Entertainment

The graphic designer of the Papyrus font has responded to that Ryan Gosling SNL sketch

Chris Costello said it’s a “well-designed and well-thought out” font.
Chris Costello said it’s a “well-designed and well-thought out” font. Chris Costello said it’s a “well-designed and well-thought out” font.

While Comic Sans gets a lot of haters, over the weekend it was another font – Papyrus – taking the heat.

Ryan Gosling’s Saturday Night Live (SNL) sketch of the same name took the weekend by storm, and the man who created the typeface has now responded to it.

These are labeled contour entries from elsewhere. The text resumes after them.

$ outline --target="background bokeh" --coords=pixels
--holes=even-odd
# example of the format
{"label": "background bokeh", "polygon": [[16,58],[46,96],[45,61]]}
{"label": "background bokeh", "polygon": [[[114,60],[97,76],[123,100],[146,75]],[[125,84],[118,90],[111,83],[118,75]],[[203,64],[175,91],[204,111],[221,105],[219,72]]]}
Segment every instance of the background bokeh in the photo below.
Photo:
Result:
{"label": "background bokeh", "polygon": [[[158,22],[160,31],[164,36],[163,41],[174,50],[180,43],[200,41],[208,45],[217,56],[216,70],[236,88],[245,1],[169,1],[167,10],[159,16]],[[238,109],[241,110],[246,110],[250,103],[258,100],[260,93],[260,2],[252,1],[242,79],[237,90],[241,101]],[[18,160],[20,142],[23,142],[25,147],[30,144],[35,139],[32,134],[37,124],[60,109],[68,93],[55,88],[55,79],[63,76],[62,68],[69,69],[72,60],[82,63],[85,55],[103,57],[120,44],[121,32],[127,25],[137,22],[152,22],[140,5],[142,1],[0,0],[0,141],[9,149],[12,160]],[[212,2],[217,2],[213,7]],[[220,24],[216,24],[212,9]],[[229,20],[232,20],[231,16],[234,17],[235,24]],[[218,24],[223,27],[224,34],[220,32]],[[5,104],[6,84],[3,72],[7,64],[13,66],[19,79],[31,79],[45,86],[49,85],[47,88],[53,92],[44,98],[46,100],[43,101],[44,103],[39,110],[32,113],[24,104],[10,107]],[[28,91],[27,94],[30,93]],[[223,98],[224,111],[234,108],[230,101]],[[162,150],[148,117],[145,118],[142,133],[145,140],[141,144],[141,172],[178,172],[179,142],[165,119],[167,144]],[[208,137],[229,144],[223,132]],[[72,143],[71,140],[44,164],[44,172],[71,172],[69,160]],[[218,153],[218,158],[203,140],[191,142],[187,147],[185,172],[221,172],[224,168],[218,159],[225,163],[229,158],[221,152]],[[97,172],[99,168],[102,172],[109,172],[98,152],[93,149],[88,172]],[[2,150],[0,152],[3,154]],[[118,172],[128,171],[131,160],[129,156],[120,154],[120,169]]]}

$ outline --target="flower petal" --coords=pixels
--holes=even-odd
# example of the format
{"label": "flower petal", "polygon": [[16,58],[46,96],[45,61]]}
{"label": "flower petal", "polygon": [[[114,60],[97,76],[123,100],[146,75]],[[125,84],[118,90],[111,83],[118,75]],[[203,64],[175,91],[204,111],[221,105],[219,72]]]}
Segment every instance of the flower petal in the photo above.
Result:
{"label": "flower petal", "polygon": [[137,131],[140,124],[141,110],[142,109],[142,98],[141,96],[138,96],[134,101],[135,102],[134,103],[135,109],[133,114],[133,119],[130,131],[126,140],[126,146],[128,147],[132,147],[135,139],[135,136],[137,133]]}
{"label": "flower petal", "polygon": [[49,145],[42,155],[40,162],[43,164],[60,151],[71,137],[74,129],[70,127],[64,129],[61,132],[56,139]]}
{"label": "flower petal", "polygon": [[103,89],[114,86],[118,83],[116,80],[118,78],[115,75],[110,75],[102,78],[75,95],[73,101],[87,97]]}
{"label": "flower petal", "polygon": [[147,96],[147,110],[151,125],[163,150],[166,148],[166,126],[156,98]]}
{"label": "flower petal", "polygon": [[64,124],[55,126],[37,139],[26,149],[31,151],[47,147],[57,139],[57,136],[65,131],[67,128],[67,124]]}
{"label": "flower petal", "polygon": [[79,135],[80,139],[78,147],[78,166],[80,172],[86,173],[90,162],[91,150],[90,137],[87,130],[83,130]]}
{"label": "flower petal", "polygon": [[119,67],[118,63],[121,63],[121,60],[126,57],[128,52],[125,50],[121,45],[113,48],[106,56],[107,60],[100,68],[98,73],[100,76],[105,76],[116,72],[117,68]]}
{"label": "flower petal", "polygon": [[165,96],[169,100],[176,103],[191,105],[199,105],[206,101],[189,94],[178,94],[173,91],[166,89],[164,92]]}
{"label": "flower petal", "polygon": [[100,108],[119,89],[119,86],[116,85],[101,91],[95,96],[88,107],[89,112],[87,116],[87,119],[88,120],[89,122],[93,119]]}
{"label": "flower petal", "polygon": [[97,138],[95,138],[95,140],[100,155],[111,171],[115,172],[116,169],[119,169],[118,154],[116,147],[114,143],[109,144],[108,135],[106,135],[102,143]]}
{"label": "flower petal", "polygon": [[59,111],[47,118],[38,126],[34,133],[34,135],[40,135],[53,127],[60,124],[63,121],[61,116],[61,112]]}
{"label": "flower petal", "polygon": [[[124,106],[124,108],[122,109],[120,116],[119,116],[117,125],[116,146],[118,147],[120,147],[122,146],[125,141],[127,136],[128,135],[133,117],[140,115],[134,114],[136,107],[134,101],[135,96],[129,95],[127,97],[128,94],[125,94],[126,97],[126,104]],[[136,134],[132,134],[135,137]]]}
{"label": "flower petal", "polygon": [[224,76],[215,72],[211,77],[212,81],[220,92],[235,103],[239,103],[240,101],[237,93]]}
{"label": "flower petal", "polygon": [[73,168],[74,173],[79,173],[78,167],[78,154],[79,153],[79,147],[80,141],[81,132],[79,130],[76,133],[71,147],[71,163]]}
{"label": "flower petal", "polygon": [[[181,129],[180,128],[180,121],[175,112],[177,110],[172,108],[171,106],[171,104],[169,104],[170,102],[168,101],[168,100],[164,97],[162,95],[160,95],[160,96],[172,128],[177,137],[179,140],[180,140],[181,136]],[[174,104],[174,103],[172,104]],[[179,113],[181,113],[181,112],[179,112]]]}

First of all, here’s the skit.

“He just highlighted Avatar, he clicked the dropdown menu and he just randomly selected Papyrus,” says a lamenting Gosling, taking aim at James Cameron’s 2009 blockbuster Avatar. “He got away with it. This man, this professional graphic designer.

“Was it laziness, was it cruelty?”

That hilariously, wonderfully random video already has over two and a half million views on the comedy show’s YouTube channel – and now graphic designer Chris Costello, creator of the original Papyrus typeface, has shared his thoughts.

“I took a look at it and me and my wife were like cracking up, I mean we couldn’t stop laughing. It was one of the best things I’ve seen,” Costello told CBS News.

Costello designed the font, inspired, he said, by Egypt and the Middle East when he was 23, before selling the font for $750 (£566) and “very low” royalties. It is now used on Apple and Microsoft computers.

“It ended up being a default font set on every computer since 2000,” said Costello. “It was not my intent to be used for everything – it’s way overused.”

Despite the animosity towards Papyrus, Costello said he believes it’s “a well-designed and well-thought out” font.

It seems some people still need some persuading though.

Director Cameron is actually planning not just a sequel but a series of four more Avatar films, with release dates stretching from 2020 to 2025.